前出のソフトブレーンは、「eセールスマネージャー」を幅広い規模の企業に向けて、パッケージとSaaS/ASPの二つの形態で提供している。秋山社長が紹介した前述の調査結果ではSaaS/ASPの伸びが顕著だったが、同社の全売上高に占める比率はパッケージが22%、SaaS/ASPが23%と大差ないという。パッケージにするかSaaS/ASPかは、パイロット導入によって全体のコストを見極めたうえで選択する格好になる。
最近の傾向としては、「以前から使っているSFAツールを見直し、収益の向上、無駄の改善といった定量効果に関する事例を多く求められ、かなりシビアに検討する顧客が増えた」(秋山社長)という。

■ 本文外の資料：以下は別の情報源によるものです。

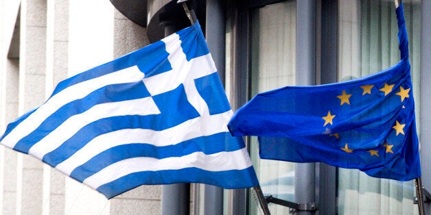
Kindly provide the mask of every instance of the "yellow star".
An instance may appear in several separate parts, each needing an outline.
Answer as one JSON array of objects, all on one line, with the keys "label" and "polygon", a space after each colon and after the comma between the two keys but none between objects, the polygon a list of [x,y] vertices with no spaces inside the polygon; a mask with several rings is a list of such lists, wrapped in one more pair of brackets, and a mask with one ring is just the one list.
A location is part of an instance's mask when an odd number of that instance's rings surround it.
[{"label": "yellow star", "polygon": [[393,151],[392,151],[392,147],[393,147],[393,145],[388,145],[388,143],[386,142],[383,146],[385,147],[385,148],[386,148],[386,153],[391,153],[393,154]]},{"label": "yellow star", "polygon": [[366,94],[371,94],[371,88],[374,86],[374,85],[364,85],[364,86],[361,86],[360,88],[362,88],[362,90],[364,90],[364,92],[362,92],[362,95],[364,95]]},{"label": "yellow star", "polygon": [[322,118],[325,120],[325,125],[323,126],[327,125],[328,123],[332,125],[332,119],[335,117],[336,115],[331,115],[331,112],[328,111],[328,114],[326,116],[323,116]]},{"label": "yellow star", "polygon": [[404,101],[404,99],[408,98],[410,96],[408,94],[408,92],[410,92],[410,88],[404,90],[402,86],[399,86],[399,92],[396,94],[401,97],[401,101]]},{"label": "yellow star", "polygon": [[351,94],[346,94],[346,90],[343,90],[342,94],[337,96],[337,98],[341,99],[341,103],[340,104],[340,105],[342,105],[342,104],[344,104],[345,103],[350,105],[350,101],[349,101],[349,98],[350,98],[350,97],[351,97]]},{"label": "yellow star", "polygon": [[378,153],[379,151],[377,150],[370,150],[368,152],[370,153],[370,154],[371,155],[371,157],[373,157],[373,155],[380,157],[380,155],[379,155],[379,153]]},{"label": "yellow star", "polygon": [[384,83],[384,87],[379,90],[384,92],[384,95],[387,95],[392,91],[392,88],[393,88],[393,84],[388,85],[388,84]]},{"label": "yellow star", "polygon": [[336,133],[336,134],[329,134],[329,136],[335,136],[336,138],[337,138],[337,139],[340,138],[340,136],[338,136],[338,133]]},{"label": "yellow star", "polygon": [[347,144],[346,143],[346,145],[345,146],[344,148],[340,148],[341,149],[341,150],[348,153],[351,153],[352,152],[353,152],[353,149],[349,149],[349,147],[347,147]]},{"label": "yellow star", "polygon": [[398,136],[399,133],[404,134],[403,129],[404,128],[404,126],[406,126],[406,124],[399,124],[398,121],[396,121],[396,122],[397,125],[394,125],[392,128],[397,130],[397,136]]}]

SFAツールの導入は、あくまでも営業効率を高めるための手段だ。使う側がどのようにツールを有効活用していくかが問われる。そこで、ソフトブレーンでは、営業課題を解決するための四つの力の強化を提案している。(1)ウェブマーケティングや店頭マーケティングなど「マーケティング力の向上」、(2)組織の営業スタイル、それぞれの企業に適した営業プロセスを設計し、PDCA(プラン・ドゥ・チェック・アクション)を回す仕組みを構築することによる「組織営業力の向上」、(3)営業担当者のスキル向上や人材の管理能力などを高める「人間力」の向上、(4)ITリテラシーを高め、スマートフォンのシンクライアント化やDaaS化によって効率的に仕事が行える環境を構築して「IT力」を高める、という内容だ。グループ会社と連携し、アウトソーシング、システム開発、教育など、周辺サービスを通じて顧客に提案している。秋山社長は、「売ることを前面に出しすぎると、せっかく導入したSFAツールが効果を発揮しないままになってしまう。ツール選定の前に、企業の営業力などを高める必要がある」と強調する。
拡販面で期待されているのはSaaS/ASPだが、それが盛り上がっている状況に対し、秋山社長は「SFAは導入したからといってすぐに効果が現れるものではない。ベンダーが売りっぱなしにすれば、『焼畑農業』のように土壌(市場)が荒廃してしまう。それでは意味がない。当社もSaaS/ASPを提供しているが、ベンダーは顧客企業に対し、利用するにあたっての意識改革を含めたサポートを行う必要がある」と説く。